Deploying APM in the Enterprise Part 5: Alerts – Storm of the Century … Every Week!

Welcome back to my series on Deploying APM in the Enterprise. In Part 4: Path of the Rockstar, we discussed how to deploy your new monitoring tool and get maximum value from your time and monetary commitment. This post will cover one of the most important aspects of monitoring: alerting. This is the topic that can make or break your entire implementation. Get it wrong and you’ve wasted a bunch of time and money on mediocre results. Get it right and your time and money investment will be multiplied by the value you derive every day.

App Man wrote a great blog post earlier this year about behavioral learning and analytics as they apply to alerts. If you haven’t already done so, I suggest you go read it after you finish this post. Instead of repeating what was covered in that post, we will explore the issues that I saw out in real enterprise operations centers.

Why Alerts Suck and Monitoring Solutions need to become Smarter

I have yet to meet anyone in Dev or Ops who likes alerts. I’ve also yet to meet anyone who was fast enough to acknowledge an alert, so they could prevent an application from slowing down or crashing. In the real world alerts just don’t work, nobody has the time or patience anymore, alerts are truly evil and no-one trusts them. The most efficient alert today is an angry end user phone call, because Dev and Ops physically hear and feel the pain of someone suffering 🙂

Why? There is little or no intelligence in how a monitoring solution determines what is normal or abnormal for application performance. Today, monitoring solutions are only as good as the users that configure them, which is bad news because humans make mistakes, configuration takes time, and time is something many of us have little of.

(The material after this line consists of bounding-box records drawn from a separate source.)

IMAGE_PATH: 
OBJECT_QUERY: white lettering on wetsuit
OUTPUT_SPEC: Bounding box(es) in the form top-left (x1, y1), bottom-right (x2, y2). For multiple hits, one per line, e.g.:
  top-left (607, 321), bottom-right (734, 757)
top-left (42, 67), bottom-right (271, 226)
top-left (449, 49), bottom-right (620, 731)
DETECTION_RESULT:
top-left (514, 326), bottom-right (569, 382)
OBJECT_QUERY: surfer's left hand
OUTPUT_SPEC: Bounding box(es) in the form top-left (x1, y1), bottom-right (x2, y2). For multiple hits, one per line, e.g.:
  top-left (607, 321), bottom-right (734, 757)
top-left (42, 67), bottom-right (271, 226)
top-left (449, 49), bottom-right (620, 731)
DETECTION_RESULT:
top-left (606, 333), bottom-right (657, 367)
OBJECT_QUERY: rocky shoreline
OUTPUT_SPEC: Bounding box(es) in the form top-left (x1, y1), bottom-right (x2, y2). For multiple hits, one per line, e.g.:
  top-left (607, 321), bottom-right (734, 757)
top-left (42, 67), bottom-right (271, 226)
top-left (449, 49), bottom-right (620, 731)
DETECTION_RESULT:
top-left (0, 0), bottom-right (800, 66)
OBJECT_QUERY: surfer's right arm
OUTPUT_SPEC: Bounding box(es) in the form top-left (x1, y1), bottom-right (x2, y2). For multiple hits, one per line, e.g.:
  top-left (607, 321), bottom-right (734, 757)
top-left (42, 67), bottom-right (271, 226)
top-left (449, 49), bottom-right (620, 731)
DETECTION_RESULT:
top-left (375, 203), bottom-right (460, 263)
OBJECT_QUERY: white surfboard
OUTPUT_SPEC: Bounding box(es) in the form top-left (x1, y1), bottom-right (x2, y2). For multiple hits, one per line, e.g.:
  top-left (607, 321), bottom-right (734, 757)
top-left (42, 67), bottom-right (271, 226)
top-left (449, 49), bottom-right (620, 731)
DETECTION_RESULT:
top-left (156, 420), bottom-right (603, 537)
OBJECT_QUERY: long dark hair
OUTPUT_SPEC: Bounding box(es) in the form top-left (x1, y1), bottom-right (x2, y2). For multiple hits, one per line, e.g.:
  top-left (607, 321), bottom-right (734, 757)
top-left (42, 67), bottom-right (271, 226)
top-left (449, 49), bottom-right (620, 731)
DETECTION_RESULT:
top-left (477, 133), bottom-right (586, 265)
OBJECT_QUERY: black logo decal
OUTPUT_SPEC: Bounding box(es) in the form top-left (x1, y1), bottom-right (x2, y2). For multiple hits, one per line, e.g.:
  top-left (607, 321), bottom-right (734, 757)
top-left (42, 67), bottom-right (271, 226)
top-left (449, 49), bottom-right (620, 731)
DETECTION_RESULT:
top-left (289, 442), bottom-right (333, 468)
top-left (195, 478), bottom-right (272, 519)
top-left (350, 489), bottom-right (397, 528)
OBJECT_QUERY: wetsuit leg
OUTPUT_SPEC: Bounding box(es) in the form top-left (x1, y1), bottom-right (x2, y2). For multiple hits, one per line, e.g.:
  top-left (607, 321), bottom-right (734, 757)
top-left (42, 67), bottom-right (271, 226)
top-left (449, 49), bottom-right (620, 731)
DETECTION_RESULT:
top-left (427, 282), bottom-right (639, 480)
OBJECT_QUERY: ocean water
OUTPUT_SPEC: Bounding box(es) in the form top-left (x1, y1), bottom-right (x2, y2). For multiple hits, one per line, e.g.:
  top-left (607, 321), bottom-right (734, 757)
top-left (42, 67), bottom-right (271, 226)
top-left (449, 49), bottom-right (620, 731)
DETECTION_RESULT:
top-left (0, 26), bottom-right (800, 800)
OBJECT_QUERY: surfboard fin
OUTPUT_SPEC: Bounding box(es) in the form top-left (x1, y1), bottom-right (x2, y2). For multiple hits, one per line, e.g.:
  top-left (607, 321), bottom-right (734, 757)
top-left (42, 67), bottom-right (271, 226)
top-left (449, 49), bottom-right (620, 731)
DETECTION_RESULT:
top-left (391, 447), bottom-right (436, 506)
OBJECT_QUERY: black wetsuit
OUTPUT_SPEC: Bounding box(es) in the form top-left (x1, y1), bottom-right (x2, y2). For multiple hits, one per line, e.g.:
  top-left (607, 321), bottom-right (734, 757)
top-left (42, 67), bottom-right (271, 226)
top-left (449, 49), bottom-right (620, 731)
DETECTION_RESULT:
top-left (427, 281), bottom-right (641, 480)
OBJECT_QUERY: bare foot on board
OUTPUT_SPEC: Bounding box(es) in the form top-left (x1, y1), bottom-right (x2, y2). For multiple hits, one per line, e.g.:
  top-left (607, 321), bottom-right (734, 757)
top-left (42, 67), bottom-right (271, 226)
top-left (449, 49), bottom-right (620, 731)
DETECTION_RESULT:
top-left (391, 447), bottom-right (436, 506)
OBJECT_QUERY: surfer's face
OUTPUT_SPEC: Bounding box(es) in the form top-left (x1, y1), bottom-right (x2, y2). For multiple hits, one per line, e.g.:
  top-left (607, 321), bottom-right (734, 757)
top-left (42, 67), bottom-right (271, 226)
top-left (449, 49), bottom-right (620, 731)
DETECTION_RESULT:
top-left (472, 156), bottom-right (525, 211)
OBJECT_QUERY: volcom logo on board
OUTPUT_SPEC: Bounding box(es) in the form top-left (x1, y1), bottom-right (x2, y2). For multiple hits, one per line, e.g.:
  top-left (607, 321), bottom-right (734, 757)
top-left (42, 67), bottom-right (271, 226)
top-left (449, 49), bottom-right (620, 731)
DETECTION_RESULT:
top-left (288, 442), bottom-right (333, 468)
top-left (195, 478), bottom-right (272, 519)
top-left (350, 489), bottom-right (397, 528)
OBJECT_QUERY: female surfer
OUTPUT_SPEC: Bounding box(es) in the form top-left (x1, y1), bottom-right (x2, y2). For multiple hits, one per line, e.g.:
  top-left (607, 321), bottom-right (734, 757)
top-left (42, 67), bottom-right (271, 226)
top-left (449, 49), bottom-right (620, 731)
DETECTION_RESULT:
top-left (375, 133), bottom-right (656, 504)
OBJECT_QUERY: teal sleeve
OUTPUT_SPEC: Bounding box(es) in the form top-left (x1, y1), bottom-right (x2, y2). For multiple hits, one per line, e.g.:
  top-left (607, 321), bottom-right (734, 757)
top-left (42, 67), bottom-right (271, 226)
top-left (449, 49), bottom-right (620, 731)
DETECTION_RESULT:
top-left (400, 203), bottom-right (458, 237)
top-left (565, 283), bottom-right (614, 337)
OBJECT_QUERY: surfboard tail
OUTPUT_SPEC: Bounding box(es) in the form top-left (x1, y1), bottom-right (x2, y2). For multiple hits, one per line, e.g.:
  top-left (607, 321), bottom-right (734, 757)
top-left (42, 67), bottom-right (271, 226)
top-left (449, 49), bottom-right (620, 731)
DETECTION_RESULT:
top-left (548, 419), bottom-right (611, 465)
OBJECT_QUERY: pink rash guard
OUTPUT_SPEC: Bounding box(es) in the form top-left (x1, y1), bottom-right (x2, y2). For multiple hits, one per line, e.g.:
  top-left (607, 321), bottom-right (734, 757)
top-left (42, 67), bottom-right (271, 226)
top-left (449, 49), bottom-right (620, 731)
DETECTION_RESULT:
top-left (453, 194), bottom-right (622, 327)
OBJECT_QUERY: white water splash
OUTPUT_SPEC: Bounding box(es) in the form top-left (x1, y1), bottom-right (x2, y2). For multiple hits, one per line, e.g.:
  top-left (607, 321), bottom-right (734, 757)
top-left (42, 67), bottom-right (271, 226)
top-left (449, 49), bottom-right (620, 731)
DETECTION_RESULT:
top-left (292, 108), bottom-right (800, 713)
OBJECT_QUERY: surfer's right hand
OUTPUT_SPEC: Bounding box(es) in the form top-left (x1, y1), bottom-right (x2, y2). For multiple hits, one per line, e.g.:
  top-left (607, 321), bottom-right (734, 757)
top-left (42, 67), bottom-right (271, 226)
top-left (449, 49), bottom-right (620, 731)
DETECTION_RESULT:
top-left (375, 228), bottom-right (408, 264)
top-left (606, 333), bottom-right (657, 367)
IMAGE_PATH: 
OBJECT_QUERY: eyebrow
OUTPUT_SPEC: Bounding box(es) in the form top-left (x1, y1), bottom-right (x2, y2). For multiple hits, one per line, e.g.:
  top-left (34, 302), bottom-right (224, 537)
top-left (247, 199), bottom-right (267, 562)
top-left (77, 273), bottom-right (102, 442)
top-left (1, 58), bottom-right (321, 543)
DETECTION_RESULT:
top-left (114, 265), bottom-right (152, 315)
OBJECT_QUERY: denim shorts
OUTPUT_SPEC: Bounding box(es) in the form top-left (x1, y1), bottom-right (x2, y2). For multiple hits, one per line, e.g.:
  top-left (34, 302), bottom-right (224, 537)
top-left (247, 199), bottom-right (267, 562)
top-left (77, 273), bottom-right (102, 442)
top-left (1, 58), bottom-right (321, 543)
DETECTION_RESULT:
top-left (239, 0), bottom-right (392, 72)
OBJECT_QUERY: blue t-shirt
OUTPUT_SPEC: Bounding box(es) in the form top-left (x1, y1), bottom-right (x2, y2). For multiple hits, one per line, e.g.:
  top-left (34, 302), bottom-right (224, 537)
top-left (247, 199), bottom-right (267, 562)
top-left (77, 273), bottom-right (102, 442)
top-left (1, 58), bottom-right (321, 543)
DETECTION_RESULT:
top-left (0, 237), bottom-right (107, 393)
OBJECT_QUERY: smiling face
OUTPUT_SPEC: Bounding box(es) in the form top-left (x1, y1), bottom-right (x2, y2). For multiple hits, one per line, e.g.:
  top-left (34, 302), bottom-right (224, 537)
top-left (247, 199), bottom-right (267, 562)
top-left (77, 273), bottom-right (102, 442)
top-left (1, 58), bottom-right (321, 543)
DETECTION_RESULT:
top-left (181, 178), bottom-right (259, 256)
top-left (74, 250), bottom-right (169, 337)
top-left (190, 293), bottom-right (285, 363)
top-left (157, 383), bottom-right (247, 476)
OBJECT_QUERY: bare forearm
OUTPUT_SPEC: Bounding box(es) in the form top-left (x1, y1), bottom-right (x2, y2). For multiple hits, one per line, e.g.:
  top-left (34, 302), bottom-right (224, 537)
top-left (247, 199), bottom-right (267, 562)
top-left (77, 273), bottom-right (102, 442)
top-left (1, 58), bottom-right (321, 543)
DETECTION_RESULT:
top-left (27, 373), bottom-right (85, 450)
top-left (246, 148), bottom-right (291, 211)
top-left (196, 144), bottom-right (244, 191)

Its therefore no surprise to learn that behavioral learning and analytics are becoming key requirements for modern application performance monitoring (APM) solutions. In fact, Will Capelli from Gartner recently published a report on IT Operational Analytics and pattern based strategies in the data center. The report covered the role of Complex Event Processing (CEP), behavior learning engines (BLEs) and analytics as a means for monitoring solutions to deliver better intelligence and quality information to Dev and Ops. Rather than just collect, store and report data, monitoring solutions must now learn and make sense of the data they collect, thus enabling them to become smarter and deliver better intelligence back to their users.

Change is constant for applications and infrastructure thanks to agile cycles, therefore monitoring solutions must also change so they can adapt and stay relevant. For example, if the performance of a business transaction in an application is 2.5 secs one week, and that drops to 200ms the week after because of a development fix. 200ms should become the new performance baseline for that same transaction, otherwise the monitoring solution won’t learn or alert of any performance regression. If the end user experience of a business transaction goes from 2.5 secs to 200ms, then end user expectations change instantly, and users become used to an instant response. Monitoring solutions have to keep up with user expectations, otherwise IT will become blind to the one thing that impacts customer loyalty and experience the most.